While our findings suggest potential benefits for a more conservative shunting approach, it is important to note that long-term neurocognitive impact in adulthood is unknown [5]. Further investigation is needed to establish evidence-based guidelines surrounding the treatment of hydrocephalus in MMC patients, specifically investigating treatment for asymptomatic ventriculomegaly.
Limitations
While this study provides important information on outcomes across sites with different shunting rates, it also has several limitations. The retrospective nature of the study limits causal inferences. The sample size, while substantial for a relatively uncommon pediatric condition, may not capture the full spectrum of MMC presentations. This study was conducted using a historical database, and some data was not available, including head circumference, FOHR, or shunt type. Therefore, shunt rate at each institution was used as a proxy for the rate of ventriculomegaly as the exact rate of asymptomatic ventriculomegaly at each institution cannot be determined. Moreover, we do not have data on the extent of ventricular size or severity of the Chiari II malformation. This study aims to compare management style between two institutions.
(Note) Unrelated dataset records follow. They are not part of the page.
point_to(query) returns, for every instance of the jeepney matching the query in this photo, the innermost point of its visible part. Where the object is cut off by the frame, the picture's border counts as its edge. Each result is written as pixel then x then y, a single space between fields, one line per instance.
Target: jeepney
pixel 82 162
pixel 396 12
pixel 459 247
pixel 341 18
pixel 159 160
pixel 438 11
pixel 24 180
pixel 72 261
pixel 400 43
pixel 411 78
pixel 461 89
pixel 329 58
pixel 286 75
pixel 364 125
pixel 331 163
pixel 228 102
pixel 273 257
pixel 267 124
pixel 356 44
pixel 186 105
However, this study provides important data that can lay the groundwork for further discussion and future studies on CSF diversion management for MMC patients.
Conclusion
We conducted a matched cohort study comparing neuropsychological outcomes in MMC patients between institutions with different shunt rates. This study challenges the historical approach toward shunt placement in youth with MMC and suggests that conservative approaches to CSF diversion may lead to comparable or even improved cognitive outcomes. However, future studies are needed to directly compare outcomes of patients with MMC and asymptomatic ventriculomegaly.